Student
At the OS level, the Sprite migration mechanism sought to improve
transparency at the cost of all three other considerations: residual
dependencies, performance, and complexity.
Specifically, the transfer of process state from one machine's kernel
to another, the forwarding of syscalls between machines, and the
maintenance of some "dual" process state on multiple machines each
served to provide excellent transparency, but each incurred a
performance cost, created residual dependencies, and required complex
(and apparently very difficult to maintain) code in the kernel.
Whether these tradeoffs made sense or not should be primarily a
question of the intended use, and users. However, like the systems
in Tannenbaum's survey, Sprite was clearly designed more as a
research project than as a solution to any concrete user's problem.
The OS was "distributed" only within a single Computer Science
department, and its distributed computations consisted primarily of a
single Computer Science application. The biggest beneficiary of the
process migration mechanism was an impressive improvement in the
performance of "make". If the goal had been to provide a good
parallel "make", a much simpler solution may have done just as well.
Student
Sprite designers chose for transparency and high performance at the cost
of residual dependencies and significant complexity in the kernel.
Whether the trade-offs were reasonable or not depends on the targeted
environment, users and workloads. In general, the trade-offs seemed less
desirable for a wider population of users wanting to run more than one or
two applications but seemed okay for the more restricted university
environment of Sprite OS and the specific application it targeted, namely
pmake.
Generally speaking, in my opinion, they have stressed too much on
achieving 100% transparency at the cost of other factors. For example,
when a remote process forks in Sprite, the child process has the same home
machine as the parent in accordance with transparency. This in turn makes
the process state distributed on both machines, making the system less
fault tolerant and also decreasing the performance of the system. This
seems an unreasonable trade-off in a general sense, as a process migration
mechanism that is not fault tolerant and potentially much slower than
single host-only execution of programs is likely to be less successful in
practice.
Also, it seems that while authors sacrificed to make the kernel more
complex and less maintainable for achieving transparency (eg. changing the
file system) , they simultaneously sacrificed performance for simpler
implementation of virtual memory transfer module (where the file server
became a bottleneck).
Thus overall, the code broke easily, file server saturated at 12 hosts
doing pmake and processes had dependencies on host machine after
migration.
On the other hand, the targeted environment of the Sprite system was a
collection of workstations on a LAN (instead of a wider network) and in
particular, memebers of the Sprite project. It strived to give them lower
compilation times when using pmake and later, faster simulations. This was
unlike the distributed systems of 1985 which had no specific workloads
and users in mind while making design choices.
Student
The Sprite designers chose to make process migration very transparent
at a cost of higher complexity, higher residual dependencies, slightly
worse performance, and less reliability. I believe slightly worse
performance is a reasonable tradeoffs for providing
transparency. However, I think that the tradeoff between high
transparency and less reliability because of higher residual
dependencies is a bit suspect.
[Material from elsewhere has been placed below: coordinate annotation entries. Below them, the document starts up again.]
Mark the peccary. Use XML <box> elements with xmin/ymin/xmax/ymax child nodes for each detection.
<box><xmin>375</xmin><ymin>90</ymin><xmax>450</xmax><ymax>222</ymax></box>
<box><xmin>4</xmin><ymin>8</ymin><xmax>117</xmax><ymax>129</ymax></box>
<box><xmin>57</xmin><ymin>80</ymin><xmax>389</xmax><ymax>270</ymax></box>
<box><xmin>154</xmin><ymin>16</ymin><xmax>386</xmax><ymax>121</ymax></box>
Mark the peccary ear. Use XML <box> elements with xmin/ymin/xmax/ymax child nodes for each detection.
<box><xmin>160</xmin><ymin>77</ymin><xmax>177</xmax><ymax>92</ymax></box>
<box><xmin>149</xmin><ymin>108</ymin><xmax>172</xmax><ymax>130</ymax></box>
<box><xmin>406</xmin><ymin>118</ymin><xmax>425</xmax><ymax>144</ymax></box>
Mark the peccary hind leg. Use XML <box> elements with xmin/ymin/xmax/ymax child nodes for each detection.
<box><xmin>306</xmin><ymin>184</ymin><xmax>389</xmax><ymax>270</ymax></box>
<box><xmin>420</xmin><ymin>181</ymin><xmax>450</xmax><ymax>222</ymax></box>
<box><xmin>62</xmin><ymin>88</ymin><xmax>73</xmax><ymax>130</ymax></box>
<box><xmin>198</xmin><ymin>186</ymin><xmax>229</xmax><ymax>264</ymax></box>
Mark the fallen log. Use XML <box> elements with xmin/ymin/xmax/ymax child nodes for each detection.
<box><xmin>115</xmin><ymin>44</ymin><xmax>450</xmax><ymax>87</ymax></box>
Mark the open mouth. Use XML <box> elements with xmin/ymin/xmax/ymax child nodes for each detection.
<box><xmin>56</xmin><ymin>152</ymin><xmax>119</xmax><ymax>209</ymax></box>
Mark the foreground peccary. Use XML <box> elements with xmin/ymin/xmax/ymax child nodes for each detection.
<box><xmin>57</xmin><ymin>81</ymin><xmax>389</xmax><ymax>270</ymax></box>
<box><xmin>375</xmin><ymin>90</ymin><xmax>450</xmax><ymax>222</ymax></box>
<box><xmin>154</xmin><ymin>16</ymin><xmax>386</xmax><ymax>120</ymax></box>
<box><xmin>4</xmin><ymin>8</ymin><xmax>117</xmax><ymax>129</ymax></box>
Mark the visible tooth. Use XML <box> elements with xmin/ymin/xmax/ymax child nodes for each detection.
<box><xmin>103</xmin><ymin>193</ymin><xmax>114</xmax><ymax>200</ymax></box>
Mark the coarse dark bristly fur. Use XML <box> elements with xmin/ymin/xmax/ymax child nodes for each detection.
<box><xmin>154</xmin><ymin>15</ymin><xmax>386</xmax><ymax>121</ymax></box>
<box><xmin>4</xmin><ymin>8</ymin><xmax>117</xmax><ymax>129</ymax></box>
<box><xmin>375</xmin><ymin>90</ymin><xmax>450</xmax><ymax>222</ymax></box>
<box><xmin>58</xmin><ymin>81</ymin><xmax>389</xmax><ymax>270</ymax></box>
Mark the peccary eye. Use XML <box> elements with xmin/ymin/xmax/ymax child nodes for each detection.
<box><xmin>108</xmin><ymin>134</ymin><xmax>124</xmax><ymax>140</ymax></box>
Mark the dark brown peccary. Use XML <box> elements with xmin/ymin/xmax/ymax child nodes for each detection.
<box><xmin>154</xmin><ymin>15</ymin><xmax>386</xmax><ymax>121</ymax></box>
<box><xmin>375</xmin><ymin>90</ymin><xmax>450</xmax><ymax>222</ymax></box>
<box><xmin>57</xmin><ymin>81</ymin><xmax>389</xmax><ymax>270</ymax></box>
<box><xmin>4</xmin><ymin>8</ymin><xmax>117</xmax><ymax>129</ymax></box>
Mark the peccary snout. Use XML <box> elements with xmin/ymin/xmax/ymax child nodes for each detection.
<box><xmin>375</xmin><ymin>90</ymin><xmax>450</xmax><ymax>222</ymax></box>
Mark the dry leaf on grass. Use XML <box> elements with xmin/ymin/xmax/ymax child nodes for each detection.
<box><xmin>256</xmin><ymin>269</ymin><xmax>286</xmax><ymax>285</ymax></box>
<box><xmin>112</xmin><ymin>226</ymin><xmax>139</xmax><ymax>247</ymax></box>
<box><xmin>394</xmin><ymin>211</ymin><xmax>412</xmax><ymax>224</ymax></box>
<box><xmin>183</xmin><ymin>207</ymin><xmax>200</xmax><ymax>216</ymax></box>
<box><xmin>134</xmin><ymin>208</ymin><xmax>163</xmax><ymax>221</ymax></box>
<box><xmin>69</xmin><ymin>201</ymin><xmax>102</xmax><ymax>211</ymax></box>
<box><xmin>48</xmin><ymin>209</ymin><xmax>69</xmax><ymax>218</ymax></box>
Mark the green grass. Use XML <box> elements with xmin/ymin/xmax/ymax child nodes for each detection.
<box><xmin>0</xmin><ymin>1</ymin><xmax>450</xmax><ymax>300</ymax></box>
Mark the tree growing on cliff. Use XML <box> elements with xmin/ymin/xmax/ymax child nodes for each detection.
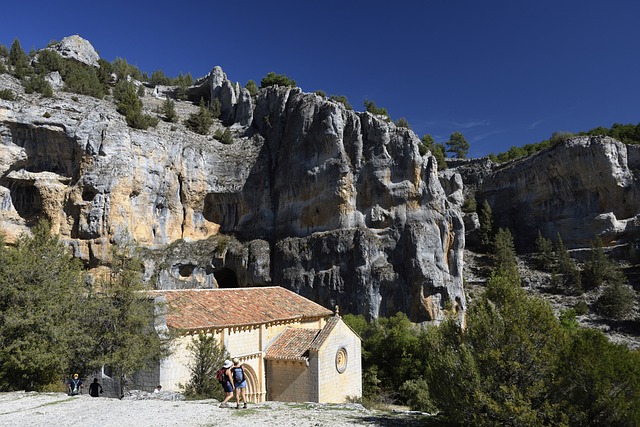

It seems that most users would be
willing to deal with less transparency if it meant higher reliability
of their processes. Transparency does nothing for a user if their
process cannot complete because the system is not reliable enough.
The Sprite designers decided it was necessary to include some residual
dependencies to achieve higher transparency. They do this at a cost of
reliability, performance, and complexity. One example of a residual
dependency is that of forwarding I/O data from the host machine to the
remote machine running the process. It may have been unwise for the
designers to decide to migrate processes which interact with I/O
devices. Not moving them saves them one residual dependency and
increases performance of processes which use I/O data. However,
because of the remote file system in use, residual dependencies on the
file server is unavoidable.
The main performance loss occurs during the transfer of processes from
machine to machine. In order to acheive high transparency they must
copy the virtual memory, open file information, etc. I believe that
the performance loss is acceptable because of the clever way they try
to mitigate the penalty for migrating processes. They choose to send
the process information into a backing store file, which the newly
started process on the remote machine will fetch from in a lazy copy
sort of way. There is a residual dependence on only the file server in
this case.
In order to make the system highly transparent, a lot of complexity
was added to the system that would have been unnecessary in a
non-transparent system. Higher complexity seems like a bad tradeoff
because of extra problems that may arise because of unforseen
consequences of design decisions, more bugs in the software, and an
overall less reliable system as a result. This seems like an
unreasonable tradeoff for higher transparency.
Student
Sprite Designers seem to have focussed more on transparency and
performance than on any of the other issues. To transparently migrate
processes, Sprite forward kernel calls home. Forwarding also occurs from
home machine to the current machine (signals).
Transparent migration is consistent with the distributed system paradigm
that existed in the late 80s - provide a single system image. Transparent
migration increases complexity as well as residual dependency. Even though
its impossible to eliminate residual dependency completely totally, Sprite
designers have retained it in other cases for transparency. One example is
notifying the parent of process creation and termination. Residual
dependency doesnt always affect performance. The authors even give a case
where it improves performace - lazy copying over the network. Sprite
designers have made sure that processes dont leave residues in all the
machines they ran. Residual dependency of any form residues reliability,
which I think is more important than transparent migration.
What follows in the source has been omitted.